At Greenville, participants work off of a “cruise pace,” a term created by Caylor that he describes as being similar to on-the-water rowers’ steady state.

“It’s been a method that has worked out really well,” said Caylor. “A newbie can come in and do a class and sit right next to somebody who’s been rowing with me for five years and it doesn’t bother them. I’ll tell anyone who walks into my studio and point to the machine and say, ‘that thing right there saved my life.’”

Caylor puts his competitive side to the test during 2,000-meter testing season. He has won numerous medals over the years, including several from the C.R.A.S.H.-B.s and, most recently, a gold medal from the Tennessee Indoor Rowing Championships.

“I don’t think there’s anything in the world worse than a 2k erg race,” Caylor said. “On the erg, it’s just you against yourself or just you against the machine, whereas in football you have a chance upfront to study the team know their tendencies. I never got nearly as nervous the night before a football game as I do before an erg race. I think it’s because you only get one chance to tap dance, that’s it baby. You get one shot. If you blow it, it’s over — then you have to train for another year. So, I don’t think there’s anything that compares to it.”

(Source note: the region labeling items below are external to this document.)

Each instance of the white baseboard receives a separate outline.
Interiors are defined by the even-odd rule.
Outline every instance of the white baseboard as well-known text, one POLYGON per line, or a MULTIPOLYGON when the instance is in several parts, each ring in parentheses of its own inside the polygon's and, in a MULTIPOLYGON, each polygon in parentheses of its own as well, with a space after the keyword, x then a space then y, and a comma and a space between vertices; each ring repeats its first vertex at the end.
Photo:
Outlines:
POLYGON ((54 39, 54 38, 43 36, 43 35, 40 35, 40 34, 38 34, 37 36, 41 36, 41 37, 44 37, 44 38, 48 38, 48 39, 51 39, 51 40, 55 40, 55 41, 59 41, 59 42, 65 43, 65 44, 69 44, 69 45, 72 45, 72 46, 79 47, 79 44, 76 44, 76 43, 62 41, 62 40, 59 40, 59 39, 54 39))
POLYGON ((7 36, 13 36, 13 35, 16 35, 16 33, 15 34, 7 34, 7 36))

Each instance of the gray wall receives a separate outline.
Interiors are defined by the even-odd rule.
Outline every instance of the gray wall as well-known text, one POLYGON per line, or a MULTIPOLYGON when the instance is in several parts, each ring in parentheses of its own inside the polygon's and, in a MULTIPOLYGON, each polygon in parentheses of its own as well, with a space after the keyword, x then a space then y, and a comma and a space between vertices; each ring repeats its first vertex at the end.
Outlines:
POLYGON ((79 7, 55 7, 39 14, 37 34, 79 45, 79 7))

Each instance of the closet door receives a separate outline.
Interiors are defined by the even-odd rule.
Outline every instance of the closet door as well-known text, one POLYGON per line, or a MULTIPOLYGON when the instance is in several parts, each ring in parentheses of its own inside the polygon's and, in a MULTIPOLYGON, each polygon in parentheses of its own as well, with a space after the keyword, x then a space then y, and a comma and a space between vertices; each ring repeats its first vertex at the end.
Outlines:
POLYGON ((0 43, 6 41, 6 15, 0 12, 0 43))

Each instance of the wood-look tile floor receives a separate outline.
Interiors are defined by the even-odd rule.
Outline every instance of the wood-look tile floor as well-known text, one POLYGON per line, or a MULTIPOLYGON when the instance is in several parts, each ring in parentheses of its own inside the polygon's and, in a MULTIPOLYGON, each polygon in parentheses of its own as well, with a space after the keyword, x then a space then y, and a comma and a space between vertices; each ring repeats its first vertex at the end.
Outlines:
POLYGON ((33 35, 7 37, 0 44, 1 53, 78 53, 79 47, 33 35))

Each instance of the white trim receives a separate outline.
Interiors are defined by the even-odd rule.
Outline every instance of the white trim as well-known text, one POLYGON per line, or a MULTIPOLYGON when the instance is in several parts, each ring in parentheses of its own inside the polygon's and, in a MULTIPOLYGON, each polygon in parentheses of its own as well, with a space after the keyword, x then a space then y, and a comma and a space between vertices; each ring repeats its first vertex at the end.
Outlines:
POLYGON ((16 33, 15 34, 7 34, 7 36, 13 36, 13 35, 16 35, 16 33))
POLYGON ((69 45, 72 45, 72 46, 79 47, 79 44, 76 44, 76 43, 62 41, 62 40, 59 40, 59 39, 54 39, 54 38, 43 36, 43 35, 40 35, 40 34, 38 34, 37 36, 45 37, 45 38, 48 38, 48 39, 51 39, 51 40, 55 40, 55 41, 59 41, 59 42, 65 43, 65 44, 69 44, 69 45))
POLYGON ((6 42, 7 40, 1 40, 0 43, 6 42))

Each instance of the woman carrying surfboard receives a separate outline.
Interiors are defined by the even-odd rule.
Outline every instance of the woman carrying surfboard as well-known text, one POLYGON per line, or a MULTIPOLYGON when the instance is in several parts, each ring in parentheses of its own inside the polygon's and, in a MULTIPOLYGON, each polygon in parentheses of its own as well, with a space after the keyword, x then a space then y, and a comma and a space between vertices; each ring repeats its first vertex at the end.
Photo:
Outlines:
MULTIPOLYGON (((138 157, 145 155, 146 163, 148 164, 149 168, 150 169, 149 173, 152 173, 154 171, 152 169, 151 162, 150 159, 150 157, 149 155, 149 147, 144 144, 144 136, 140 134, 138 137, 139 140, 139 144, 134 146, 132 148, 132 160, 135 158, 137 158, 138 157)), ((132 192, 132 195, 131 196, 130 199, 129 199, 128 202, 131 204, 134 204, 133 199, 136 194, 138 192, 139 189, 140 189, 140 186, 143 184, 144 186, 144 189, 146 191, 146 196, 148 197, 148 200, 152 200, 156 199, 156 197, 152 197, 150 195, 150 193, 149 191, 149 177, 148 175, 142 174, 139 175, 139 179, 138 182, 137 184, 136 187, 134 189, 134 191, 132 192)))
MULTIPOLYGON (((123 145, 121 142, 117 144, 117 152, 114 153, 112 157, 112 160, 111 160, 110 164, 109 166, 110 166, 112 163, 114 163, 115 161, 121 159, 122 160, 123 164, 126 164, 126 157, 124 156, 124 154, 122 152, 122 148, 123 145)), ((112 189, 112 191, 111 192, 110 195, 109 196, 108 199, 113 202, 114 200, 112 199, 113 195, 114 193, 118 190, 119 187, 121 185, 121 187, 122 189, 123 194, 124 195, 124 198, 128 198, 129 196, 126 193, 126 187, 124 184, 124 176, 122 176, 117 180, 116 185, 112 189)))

Regardless of the stress and the strain of a 2,000-meter piece, Caylor said that starting to row is the best thing he has ever done.

“People come to me and they say, ‘I want to thank you because you have saved my life,’” said Caylor. “I’ll respond, ‘no I didn’t, you did. I just gave you the opportunity to do it’. There’s a comradery and a community that we’ve built with each other. It’s a pretty amazing thing for me to stand back and watch and go, ‘I can’t believe what we’ve created here.’”

One of Caylor’s club members, John Obermeier, will be travelling across the country to put his training to the test and race at the World Rowing Indoor Championships/USRowing National Indoor Championships.